The Internet belongs to everyone
Conventional wisdom says that nothing is ever deleted from the Internet, and that’s mostly true. But depending on who owns the content, access can be restricted. Recognizing the relationship between content and its audience means respecting the needs of that audience, and giving audience members what they want. Content that’s useful should always have a place online, especially when so many users depend on it; removing all of TWoP’s content from the Internet has been widely viewed as bad Internet citizenship.
Owned media is hard
When Bravo purchased TWoP in 2007, the company was buying a popular and influential online property—the forums were manned by dedicated and knowledgeable moderators, the blog posts were written by contributors with built-in audiences and the fans were as devoted as the people who ran the site.
But maintaining audiences and staying at the cutting edge of the online TV trend proved more difficult than NBCU bargained for (it didn’t help that TWoP’s founders left just a year after the site was sold). Assists from social media accounts helped keep the site top of mind for regular visitors, but new fans were slow to adopt the site. A content strategy that doesn’t include a combination of earned, owned and paid media ignores vital areas of the Internet.

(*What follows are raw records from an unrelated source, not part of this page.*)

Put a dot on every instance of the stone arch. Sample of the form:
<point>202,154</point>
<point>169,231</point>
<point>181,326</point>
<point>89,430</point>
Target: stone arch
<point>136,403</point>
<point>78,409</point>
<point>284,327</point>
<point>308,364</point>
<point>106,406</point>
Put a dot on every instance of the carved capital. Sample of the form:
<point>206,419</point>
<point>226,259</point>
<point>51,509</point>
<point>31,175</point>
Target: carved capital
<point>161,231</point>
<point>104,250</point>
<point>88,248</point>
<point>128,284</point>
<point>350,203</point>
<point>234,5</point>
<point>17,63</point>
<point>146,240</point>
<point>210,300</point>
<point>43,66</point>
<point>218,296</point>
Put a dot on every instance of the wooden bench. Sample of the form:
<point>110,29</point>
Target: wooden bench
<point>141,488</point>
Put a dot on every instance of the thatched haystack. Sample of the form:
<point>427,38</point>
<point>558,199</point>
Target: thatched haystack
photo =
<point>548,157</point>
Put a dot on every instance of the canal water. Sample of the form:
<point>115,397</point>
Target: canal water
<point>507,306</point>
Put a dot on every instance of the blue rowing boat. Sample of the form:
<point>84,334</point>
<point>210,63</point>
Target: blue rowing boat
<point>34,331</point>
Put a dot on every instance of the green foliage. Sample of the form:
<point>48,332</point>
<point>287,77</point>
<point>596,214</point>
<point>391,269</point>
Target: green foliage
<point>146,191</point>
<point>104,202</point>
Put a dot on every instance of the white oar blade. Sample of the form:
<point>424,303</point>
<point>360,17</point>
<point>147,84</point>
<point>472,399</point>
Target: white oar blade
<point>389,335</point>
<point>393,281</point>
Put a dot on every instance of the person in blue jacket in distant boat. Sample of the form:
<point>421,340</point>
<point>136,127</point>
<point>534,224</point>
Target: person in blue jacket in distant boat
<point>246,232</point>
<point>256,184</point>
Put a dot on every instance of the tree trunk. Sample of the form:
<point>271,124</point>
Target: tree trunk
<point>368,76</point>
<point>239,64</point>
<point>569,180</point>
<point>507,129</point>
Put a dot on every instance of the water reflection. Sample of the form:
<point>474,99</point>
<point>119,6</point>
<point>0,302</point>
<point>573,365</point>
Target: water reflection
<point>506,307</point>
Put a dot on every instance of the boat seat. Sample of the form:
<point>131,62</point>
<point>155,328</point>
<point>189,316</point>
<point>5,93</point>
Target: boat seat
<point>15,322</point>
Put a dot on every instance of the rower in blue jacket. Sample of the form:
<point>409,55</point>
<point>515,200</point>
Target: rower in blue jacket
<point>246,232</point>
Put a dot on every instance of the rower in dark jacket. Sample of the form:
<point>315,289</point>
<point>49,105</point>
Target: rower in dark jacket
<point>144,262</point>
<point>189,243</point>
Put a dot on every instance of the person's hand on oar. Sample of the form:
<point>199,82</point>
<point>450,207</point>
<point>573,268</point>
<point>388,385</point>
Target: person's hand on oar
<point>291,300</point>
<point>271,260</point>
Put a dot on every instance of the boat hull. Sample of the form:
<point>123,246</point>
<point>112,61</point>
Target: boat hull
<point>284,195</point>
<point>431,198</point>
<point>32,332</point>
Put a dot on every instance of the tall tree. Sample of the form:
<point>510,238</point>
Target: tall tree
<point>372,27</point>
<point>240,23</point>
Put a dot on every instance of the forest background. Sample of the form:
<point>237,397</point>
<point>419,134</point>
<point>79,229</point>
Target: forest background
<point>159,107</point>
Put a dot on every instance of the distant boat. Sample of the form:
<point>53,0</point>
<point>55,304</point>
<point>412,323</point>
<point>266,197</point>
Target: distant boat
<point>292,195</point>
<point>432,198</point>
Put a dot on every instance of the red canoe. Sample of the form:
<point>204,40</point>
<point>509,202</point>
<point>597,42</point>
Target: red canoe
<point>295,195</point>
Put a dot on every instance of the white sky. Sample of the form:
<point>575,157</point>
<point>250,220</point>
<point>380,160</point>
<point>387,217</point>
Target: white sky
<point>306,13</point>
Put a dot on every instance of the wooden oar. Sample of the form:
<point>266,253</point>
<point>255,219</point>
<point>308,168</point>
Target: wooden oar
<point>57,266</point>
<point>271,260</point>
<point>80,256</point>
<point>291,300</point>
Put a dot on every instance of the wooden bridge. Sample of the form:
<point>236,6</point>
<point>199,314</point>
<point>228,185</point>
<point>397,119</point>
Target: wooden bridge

And they can use social media to bend brands to their will. When you have the choice, listen to your audience and do what you can to accommodate their needs. Doing otherwise can do more than lose customers—it can turn potential customers off.
TWoP and its sister site DailyCandy.com are small fish in NBCU’s massive pond, but its audiences extend to a host of entertainment channels and online properties. Giving TWoP’s fans access to the site’s archive now that it’s shut down keeps an important group of people happy—and keeps them from making trouble for NBCU’s other brands.
TelevisionWithoutPity.com still has a place in the hearts of its ardent followers, and its archives will give TV viewers years of reviews and forum discussions to comb through. And the site demonstrates just how tough it can be for even the largest media companies to continue growing online communities. No matter how large the brand, attention to detail and audience has to be top priority in media creation—otherwise, your readers won’t bother to take pity on you.